Nevertheless, we fully understand and concur with the reviewers’ insightful points. Actual mud outburst slurries, especially high-concentration mixtures rich in debris, often exhibit significant non-Newtonian rheological properties such as yield stress and shear-thinning behavior, which are more accurately described by constitutive models like Herschel–Bulkley or Bingham. We fully acknowledge the limitations of the current model:
- (1)
Limited applicability to pure mud flows or inflows with high mud content: The Newtonian assumption neglects the “plug flow” effect caused by yield stress, potentially overestimating near-wall velocities and affecting predictions of flow stoppage mechanisms and final deposition morphology.
- (2)
Current state of parameter basis: Implementing precise non-Newtonian fluid simulation relies on obtaining reliable rheological parameters (e.g., yield stress τ_y, consistency coefficient K, flow index n) through field sampling or experimental measurement. Detailed rheological data specific to this case is currently not fully available.
Furthermore, the issue of model scale extrapolation warrants discussion here. To reveal the underlying mechanisms, this study utilized a 60-m-long typical conduit segment for localized, detailed simulation, from which dimensionless relationships for analysis were derived. However, actual tunnel engineering operates on a much larger scale within highly heterogeneous geological environments. Consequently, inherent limitations exist regarding geometric similarity and boundary condition representativeness when directly extrapolating relationships derived from a small-scale local model to full-scale engineering applications. For engineering reference, the quantitative relationships established herein require calibration and correction against specific field monitoring data, or necessitate adjustments for scale effects through methods like segmental simulation or inverse analysis.

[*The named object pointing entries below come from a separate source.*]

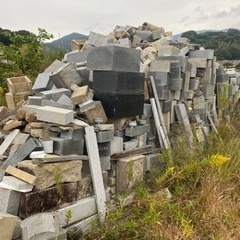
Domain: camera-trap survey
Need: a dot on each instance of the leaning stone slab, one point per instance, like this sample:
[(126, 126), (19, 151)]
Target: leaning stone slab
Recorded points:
[(8, 224), (22, 152), (9, 200), (55, 115), (82, 209), (129, 172), (38, 224), (69, 171)]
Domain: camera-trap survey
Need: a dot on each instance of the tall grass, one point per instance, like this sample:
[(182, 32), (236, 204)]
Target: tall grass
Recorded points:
[(204, 182)]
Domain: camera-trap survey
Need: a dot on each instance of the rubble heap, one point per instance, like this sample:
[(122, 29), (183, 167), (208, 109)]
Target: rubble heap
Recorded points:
[(89, 120)]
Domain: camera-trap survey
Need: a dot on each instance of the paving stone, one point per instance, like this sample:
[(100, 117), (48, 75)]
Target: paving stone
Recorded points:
[(42, 83), (121, 105), (105, 163), (56, 93), (97, 112), (104, 136), (160, 66), (129, 172), (8, 140), (70, 171), (114, 58), (81, 95), (198, 62), (78, 56), (66, 76), (55, 115), (9, 201), (16, 184), (22, 152), (168, 51), (118, 82), (68, 146), (39, 224), (137, 130), (208, 54), (82, 209), (47, 200), (116, 145), (8, 223), (22, 175), (104, 149)]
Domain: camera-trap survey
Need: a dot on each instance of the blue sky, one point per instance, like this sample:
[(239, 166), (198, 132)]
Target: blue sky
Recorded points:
[(61, 17)]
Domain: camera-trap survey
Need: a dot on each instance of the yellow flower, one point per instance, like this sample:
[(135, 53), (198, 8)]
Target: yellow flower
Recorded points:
[(218, 160)]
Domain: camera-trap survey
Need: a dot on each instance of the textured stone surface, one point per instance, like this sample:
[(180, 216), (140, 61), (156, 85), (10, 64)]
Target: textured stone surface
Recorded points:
[(69, 171), (114, 58), (8, 223), (129, 172)]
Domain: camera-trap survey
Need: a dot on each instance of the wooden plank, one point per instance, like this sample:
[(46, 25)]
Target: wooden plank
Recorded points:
[(159, 109), (96, 172), (29, 178)]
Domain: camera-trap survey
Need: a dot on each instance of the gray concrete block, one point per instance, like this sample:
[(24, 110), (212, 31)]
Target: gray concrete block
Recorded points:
[(104, 136), (116, 145), (160, 66), (136, 131), (73, 133), (168, 51), (114, 58), (68, 146), (105, 163), (55, 115), (42, 82), (118, 82), (208, 54), (9, 201), (56, 93), (39, 224), (22, 152), (66, 76)]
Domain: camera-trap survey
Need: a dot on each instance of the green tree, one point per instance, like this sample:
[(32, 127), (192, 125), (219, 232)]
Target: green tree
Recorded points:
[(24, 55)]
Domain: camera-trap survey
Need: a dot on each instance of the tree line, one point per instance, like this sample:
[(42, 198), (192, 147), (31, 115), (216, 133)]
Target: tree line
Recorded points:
[(226, 45)]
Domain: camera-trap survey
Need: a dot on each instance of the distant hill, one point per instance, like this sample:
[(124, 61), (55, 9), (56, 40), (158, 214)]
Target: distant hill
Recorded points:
[(65, 41)]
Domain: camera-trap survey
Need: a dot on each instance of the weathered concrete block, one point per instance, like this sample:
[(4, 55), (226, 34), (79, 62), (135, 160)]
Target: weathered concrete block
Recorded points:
[(121, 105), (56, 93), (39, 224), (48, 199), (116, 145), (66, 76), (138, 130), (114, 58), (208, 54), (42, 83), (68, 146), (19, 86), (70, 171), (9, 200), (55, 115), (129, 172), (104, 136), (118, 82), (8, 224), (81, 95), (22, 152)]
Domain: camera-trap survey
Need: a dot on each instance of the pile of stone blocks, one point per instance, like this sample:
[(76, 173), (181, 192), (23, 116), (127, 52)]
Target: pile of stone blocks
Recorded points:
[(45, 172)]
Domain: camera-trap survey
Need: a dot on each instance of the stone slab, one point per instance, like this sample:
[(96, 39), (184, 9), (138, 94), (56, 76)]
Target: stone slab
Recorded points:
[(22, 152), (114, 58), (69, 171), (55, 115)]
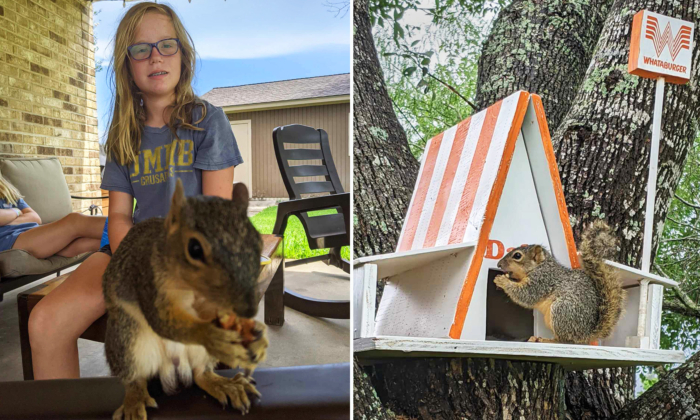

In summary, the conclusions of this study regarding the evolution of water inrush dynamics, key influencing factors, and relative trends are robust within the specific disaster scenario of a “water-dominated” event under the Newtonian fluid assumption. Simultaneously, we explicitly state that: first, this model is not suitable for precise prediction centering on mud slurry rheology; second, quantitative extrapolation of the model requires careful consideration of scale effects. In future work, we will focus on collecting rheological data for typical slurries, incorporating more universal non-Newtonian constitutive models, and developing cross-scale simulation methodologies to construct a more comprehensive framework for simulating the entire process of water and mud inrush disasters.